Fulya KANTARCIOĞLU, Şevket APALAK ve Zehra Ayla PERKTAŞ bu görüşe
katılmamışlardır.
F-
Yasa'nın 29. Maddesinin Birinci Fıkrasının (a) Bendinin Birinci Paragrafında
Yer Alan "...üretimden men edilir,..." ve "...el
konulur...", İkinci Paragrafında Yer Alan "...ürünlere el
konulur,..." ve Üçüncü Paragrafında Yer Alan "...faaliyetten men
edilir,...", "...el konulur..." ve "...izinleri iptal
edilir.", (b) Bendinde "...faaliyetten men edilir..." (c)
Bendinin Birinci Paragrafında Yer Alan "...faaliyetten men edilir..."

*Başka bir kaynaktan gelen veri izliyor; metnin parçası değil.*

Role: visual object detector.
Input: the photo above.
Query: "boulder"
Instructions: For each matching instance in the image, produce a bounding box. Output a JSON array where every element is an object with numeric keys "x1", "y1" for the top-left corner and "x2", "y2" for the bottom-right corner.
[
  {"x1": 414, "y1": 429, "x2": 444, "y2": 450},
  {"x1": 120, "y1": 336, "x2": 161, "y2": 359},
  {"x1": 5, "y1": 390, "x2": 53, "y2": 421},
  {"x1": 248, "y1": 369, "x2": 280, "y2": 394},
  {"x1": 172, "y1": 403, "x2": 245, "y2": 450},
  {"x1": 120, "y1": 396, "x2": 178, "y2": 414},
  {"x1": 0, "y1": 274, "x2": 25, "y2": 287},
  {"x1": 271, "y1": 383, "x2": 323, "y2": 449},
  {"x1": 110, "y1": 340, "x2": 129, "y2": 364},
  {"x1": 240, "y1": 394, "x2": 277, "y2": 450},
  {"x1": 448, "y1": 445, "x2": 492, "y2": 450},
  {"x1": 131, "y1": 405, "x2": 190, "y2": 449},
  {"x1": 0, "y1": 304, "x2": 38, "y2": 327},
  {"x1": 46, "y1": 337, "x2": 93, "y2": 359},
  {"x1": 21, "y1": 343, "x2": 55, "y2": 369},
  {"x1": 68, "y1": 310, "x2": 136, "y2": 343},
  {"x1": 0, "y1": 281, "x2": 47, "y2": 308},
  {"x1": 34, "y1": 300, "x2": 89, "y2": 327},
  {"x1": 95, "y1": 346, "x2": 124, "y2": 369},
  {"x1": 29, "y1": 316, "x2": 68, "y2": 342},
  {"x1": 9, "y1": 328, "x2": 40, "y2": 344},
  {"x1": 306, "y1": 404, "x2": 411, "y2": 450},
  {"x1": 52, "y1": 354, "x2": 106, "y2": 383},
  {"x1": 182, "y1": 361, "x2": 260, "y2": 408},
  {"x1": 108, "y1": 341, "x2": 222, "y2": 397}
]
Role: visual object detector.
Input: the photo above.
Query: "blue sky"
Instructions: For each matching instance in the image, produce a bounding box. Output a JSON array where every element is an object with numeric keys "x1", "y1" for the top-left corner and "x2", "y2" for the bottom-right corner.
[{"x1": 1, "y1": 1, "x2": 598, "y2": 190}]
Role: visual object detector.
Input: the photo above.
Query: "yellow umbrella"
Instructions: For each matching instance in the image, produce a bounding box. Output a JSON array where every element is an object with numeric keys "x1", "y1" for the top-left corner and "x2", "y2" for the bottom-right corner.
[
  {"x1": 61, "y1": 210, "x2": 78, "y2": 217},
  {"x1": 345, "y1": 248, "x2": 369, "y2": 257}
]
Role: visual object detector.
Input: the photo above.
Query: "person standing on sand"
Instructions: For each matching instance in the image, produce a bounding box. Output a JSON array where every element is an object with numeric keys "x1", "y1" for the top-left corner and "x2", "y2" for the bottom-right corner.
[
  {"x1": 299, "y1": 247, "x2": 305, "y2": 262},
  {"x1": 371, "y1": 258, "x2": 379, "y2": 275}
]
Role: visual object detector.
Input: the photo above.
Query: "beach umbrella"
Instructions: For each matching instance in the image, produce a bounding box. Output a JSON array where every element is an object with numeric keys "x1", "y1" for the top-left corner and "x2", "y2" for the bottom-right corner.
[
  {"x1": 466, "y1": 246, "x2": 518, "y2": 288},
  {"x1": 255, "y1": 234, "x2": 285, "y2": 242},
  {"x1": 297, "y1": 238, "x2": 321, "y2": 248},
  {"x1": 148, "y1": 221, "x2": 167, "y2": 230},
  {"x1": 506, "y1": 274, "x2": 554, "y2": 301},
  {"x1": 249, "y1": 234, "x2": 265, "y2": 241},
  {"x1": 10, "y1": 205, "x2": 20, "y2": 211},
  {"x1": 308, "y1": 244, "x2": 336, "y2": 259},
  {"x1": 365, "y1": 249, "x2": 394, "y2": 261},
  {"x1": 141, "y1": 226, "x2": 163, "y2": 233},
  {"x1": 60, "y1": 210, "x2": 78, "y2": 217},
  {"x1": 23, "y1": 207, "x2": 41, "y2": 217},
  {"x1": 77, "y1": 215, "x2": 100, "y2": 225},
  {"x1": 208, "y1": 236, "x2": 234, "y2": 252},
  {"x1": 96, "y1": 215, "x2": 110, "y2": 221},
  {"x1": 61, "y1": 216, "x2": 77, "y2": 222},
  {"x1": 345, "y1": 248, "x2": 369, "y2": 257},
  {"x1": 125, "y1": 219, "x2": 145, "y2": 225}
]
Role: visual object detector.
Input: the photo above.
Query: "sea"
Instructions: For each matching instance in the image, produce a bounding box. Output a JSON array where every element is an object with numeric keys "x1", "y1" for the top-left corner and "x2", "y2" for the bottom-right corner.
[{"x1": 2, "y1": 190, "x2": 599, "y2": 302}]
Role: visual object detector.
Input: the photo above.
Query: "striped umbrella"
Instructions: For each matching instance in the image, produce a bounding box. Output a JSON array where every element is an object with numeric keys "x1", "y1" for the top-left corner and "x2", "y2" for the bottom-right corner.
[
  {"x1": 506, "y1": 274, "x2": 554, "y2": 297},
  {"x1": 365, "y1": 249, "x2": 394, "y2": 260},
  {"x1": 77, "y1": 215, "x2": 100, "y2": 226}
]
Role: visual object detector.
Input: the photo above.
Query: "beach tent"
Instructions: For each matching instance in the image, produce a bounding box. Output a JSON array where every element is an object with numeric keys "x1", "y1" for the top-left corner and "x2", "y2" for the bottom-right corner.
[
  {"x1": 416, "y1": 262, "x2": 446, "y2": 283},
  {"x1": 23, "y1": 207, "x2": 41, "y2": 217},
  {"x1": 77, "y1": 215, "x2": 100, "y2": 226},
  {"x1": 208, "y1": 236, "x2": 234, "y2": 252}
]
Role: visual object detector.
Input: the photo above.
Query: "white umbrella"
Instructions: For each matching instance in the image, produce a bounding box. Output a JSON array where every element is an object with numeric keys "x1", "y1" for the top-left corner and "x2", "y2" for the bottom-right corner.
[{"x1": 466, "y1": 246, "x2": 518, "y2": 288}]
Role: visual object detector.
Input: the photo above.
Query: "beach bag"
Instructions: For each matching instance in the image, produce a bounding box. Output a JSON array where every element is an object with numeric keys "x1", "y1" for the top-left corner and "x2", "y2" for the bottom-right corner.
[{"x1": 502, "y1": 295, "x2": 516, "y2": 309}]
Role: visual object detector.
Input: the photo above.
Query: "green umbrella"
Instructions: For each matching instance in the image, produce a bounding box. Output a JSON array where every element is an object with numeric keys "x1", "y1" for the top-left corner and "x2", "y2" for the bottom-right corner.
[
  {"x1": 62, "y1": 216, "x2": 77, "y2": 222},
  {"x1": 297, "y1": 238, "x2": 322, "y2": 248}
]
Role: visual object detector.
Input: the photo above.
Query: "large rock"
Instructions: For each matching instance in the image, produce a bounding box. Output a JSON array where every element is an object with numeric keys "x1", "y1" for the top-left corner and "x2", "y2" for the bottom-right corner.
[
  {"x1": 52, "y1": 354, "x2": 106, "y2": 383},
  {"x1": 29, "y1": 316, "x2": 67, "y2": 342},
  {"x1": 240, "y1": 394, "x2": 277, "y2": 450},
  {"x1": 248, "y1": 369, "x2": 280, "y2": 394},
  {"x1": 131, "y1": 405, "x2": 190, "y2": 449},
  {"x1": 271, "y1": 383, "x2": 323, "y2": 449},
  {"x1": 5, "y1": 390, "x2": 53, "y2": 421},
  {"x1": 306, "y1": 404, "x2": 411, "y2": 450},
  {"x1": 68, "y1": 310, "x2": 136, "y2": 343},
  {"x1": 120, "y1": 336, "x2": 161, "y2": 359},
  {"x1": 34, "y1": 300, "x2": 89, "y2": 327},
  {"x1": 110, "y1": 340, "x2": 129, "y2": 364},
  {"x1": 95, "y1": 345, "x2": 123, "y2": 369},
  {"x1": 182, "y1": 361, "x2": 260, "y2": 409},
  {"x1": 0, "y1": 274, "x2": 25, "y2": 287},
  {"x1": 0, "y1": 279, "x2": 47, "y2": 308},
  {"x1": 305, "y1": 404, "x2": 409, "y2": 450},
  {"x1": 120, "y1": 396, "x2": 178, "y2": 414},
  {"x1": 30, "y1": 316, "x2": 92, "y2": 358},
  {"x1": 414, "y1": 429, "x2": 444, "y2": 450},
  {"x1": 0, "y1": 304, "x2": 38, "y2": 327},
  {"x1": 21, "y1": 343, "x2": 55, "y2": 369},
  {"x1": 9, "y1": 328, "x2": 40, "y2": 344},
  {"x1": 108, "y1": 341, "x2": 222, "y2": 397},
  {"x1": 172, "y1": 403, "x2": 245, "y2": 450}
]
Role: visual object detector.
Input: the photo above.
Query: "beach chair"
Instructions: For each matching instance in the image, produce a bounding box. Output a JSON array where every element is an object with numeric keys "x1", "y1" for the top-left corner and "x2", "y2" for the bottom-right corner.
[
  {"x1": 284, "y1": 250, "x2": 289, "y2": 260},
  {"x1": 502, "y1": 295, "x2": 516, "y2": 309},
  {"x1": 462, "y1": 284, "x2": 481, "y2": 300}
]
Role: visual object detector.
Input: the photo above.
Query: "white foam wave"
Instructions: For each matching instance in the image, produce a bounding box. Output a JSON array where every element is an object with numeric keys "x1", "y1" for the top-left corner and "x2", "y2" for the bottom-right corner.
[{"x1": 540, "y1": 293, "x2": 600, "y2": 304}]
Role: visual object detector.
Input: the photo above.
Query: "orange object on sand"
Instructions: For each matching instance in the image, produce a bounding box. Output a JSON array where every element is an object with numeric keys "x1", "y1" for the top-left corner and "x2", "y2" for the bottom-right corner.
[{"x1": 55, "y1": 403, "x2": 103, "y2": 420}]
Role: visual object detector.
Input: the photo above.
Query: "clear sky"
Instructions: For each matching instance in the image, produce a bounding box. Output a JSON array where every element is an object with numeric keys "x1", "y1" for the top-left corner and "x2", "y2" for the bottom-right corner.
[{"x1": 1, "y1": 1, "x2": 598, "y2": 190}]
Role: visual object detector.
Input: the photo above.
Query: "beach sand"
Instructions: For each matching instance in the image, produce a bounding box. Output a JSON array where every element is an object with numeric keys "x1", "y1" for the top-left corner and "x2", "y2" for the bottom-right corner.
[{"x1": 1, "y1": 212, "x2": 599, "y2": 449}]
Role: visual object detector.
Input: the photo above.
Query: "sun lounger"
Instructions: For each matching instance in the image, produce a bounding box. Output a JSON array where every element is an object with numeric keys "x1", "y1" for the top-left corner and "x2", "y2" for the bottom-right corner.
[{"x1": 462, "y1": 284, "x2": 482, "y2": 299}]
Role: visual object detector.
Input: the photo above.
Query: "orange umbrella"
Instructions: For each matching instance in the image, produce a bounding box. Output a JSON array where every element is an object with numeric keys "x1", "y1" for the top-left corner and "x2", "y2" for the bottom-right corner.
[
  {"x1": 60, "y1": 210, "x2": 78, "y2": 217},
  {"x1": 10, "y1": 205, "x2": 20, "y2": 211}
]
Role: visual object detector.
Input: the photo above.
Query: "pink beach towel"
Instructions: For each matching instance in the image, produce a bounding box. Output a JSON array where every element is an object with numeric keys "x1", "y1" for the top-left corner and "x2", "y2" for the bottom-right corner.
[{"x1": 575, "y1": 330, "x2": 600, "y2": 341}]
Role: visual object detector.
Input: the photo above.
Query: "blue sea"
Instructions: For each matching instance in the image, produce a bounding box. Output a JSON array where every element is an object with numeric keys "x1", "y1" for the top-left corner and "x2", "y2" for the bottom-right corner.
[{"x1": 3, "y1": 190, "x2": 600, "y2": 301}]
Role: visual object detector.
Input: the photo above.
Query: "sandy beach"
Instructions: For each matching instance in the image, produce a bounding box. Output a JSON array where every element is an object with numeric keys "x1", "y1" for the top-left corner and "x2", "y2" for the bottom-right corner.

ve İkinci Paragrafında Yer Alan "...yöneticilikten men cezası...",
(d) Bendinde Yer Alan "...el konulur.", (e) Bendinde Yer Alan
"...faaliyetten men edilir." İbarelerinin ve (f) Bendinde Yer Alan
"...toplattırılır,..." Sözcüğünün İncelenmesi
İptal
başvurusundan sonra Yasa'nın 29. maddesi, 23.1.2008 günlü, 5728
sayılı "Temel Ceza Kanunlarına Uyum Amacıyla Çeşitli Kanunlarda ve
Diğer Bazı Kanunlarda Değişiklik Yapılmasına Dair Kanun" ile değiştirilmiş
olduğundan, bu maddeye ilişkin iptal istemi hakkında karar verilmesine yer olmadığına
karar verilmiştir.
V-
YÜRÜRLÜĞÜN DURDURULMASI İSTEMİ
27.5.2004
günlü, 5179 sayılı Gıdaların Üretimi, Tüketimi ve Denetlenmesine Dair Kanun
Hükmünde Kararnamenin Değiştirilerek Kabulü Hakkında Kanun'un;
A-1-
5. maddesinin ikinci fıkrasına,
2-
23. maddesinin dördüncü fıkrasının ikinci tümcesine,
İlişkin
iptal hükümlerinin yürürlüğe girmesinin ertelenmesi nedeniyle bu fıkra ve
tümcenin YÜRÜRLÜĞÜNÜN DURDURULMASI İSTEMİNİN REDDİNE,
B-1-
9. maddesinin dördüncü fıkrasına,
2-
10. maddesinin ikinci fıkrasına,
3-
14. maddesinin ikinci fıkrasına,
4-
25. maddesinin,
a-
Birinci fıkrasında yer alan "...ilgili mercilere..." ibaresine,
b-
ikinci fıkrasına
Yönelik
iptal istemleri, 8.1.2009 günlü, E.2004/69, K.2009/6 sayılı kararla
reddedildiğinden, bu fıkra ve ibarelere ilişkin YÜRÜRLÜĞÜNÜN DURDURULMASI İSTEMİNİN
REDDİNE,
C-
29. maddesinin birinci fıkrasının;
1-
(a) bendinin,
a)
Birinci paragrafında yer alan "...üretimden men edilir, ..." ve
"...el konulur..." ibareleri,
b)
İkinci paragrafında yer alan "...ürünlere el konulur..."
ibaresi,
c)
Üçüncü paragrafında yer alan "...faaliyetten men edilir, ...",
"...el konulur..." ve "izinleri iptal edilir."
ibarelerinin,
2-
(b) bendinde yer alan "...faaliyetten men edilir..." ibaresi,
3-
(c) bendinin,
a)
Birinci paragrafında yer alan "...faaliyetten men edilir."
ibaresi,
b)
İkinci paragrafındaki "...yöneticilikten men cezası verilir."
ibaresi,
4-
(d) bendinde yer alan "...el konulur." ibaresi,
5-
(e) bendinde yer alan "...faaliyetten men edilir." ibaresi,
6-
(f) bendinde yer alan "...toplattırılır, ..."
sözcüğü,
Hakkında,
8.1.2009 günlü, E.2004/69, K.2009/6 sayılı kararla karar verilmesine yer
olmadığına karar verildiğinden, bu ibare ve sözcüklere ilişkin YÜRÜRLÜĞÜNÜN
DURDURULMASI İSTEMİ HAKKINDA KARAR VERİLMESİNE YER OLMADIĞINA,
8.1.2009 gününde OYBİRLİĞİYLE karar verildi.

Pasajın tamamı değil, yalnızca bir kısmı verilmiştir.